The Swap

Holley, a fifth-grader in Nancy Harris' class, wrote this winning essay in a competition sponsored by the California Foundation for Agriculture in the Classroom.

Once there were two villages on an island named Paoala. One village was a fishing village and the other was a farming village. For over 100 years, the villages had been feuding. Each village felt that they were better than the other. Once a week the villages would swap fresh vegetables and fruit for fish.

The fishing town was called Ocean View. They believed that fishing was more important. The farming town was called Croppingdale. They believed that farming was more important.

Ocean View’s mayor, Mr. Thomas, had a young son named James. His job was to take fresh fish to a remote road every week.

Croppingdale’s mayor, Mr. Bernard, had a young son named John. His job was to take fresh fruit and vegetables to the same remote road every week.

At this meeting, the two boys would swap produce and fish. This went on for many years. The boys had become best friends even though it was against their father’s wishes. Each time they met, they would visit and have lunch together.

One year, terrible storms came to the island. Fish was scarce and crops were destroyed. Each week when the two boys met, they had less and less to swap. Both towns were starving. Neither of the mayors would agree to a meeting to discuss the situation. Both the boys looked forward to their meetings and shared with each other the devastation both towns were experiencing.

On one meeting day, the boys were sitting visiting with each other. James brought a fish and John brought a tomato. They gobbled up the fish and the tomato and then threw the bones and seeds on the side of the road.

The following week there was a steady rain. Upon their return the next week, the boys noticed that plants were starting to grow alongside their meeting place. Once again, the boys sat down for lunch. James once again brought a fish and John brought an ear of corn. Once again, they gobbled up their lunch and threw the bones and the cob on the side of the road.

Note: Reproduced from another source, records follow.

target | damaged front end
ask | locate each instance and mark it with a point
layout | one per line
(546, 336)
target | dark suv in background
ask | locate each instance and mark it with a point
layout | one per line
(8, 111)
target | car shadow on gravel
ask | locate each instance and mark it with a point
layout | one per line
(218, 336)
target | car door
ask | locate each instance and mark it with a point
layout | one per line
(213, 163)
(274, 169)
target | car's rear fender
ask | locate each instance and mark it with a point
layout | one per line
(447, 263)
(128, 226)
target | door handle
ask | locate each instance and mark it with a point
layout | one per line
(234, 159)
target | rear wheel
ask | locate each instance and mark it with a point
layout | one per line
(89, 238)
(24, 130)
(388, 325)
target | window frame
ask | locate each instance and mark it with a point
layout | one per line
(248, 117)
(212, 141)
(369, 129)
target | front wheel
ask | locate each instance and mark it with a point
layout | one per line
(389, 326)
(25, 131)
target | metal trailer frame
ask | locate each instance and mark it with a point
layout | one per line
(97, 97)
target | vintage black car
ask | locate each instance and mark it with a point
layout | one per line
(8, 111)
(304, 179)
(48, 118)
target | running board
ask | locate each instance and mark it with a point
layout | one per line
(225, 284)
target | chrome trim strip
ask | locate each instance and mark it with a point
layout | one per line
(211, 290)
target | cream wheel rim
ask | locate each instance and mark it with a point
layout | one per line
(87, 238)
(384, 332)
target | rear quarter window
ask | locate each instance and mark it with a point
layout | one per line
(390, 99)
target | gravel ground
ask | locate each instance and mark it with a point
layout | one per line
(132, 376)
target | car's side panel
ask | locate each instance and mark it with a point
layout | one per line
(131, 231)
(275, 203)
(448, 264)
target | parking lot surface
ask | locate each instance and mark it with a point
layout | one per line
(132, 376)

With each week, the two boys had less food to bring to the swap. Yet, they both noticed that their meeting place had plants growing where they were throwing their scraps. The boys realized that if you plant fish and seeds together, the plants grew well.

The boys started putting the pieces together: The fish had minerals that nourished the seeds. The boys began purposely planting seeds and fish bone together. They both agreed to speak to their fathers and convince them to come to the meeting place. This was the boys’ chance to break the long feud between the villages!

When the boys each approached their fathers, both fathers were angry. Neither could believe that the two boys were friends. As punishment, they were no longer allowed to make the food swap. Each father decided to make the swap on his own.

When the two mayors met for the weekly swap at the spot where the boys had been planting seeds and fish, they were shocked. The tomatoes were big and plump. The corn was tall and sweet. While nothing else could survive, the two boys had worked together using their resources to create wonderful fruits and vegetables. The two mayors looked down in shame. Instead of working together, they had been stubborn and their villages were paying the price for this mistake.

The two mayors agreed to put their differences aside and work together. From then on, the villagers never got hungry, no matter how bad the season. The boys also were able to do the weekly swap and visit each other any time they wanted. All their problems were solved just by being good friends and by working together!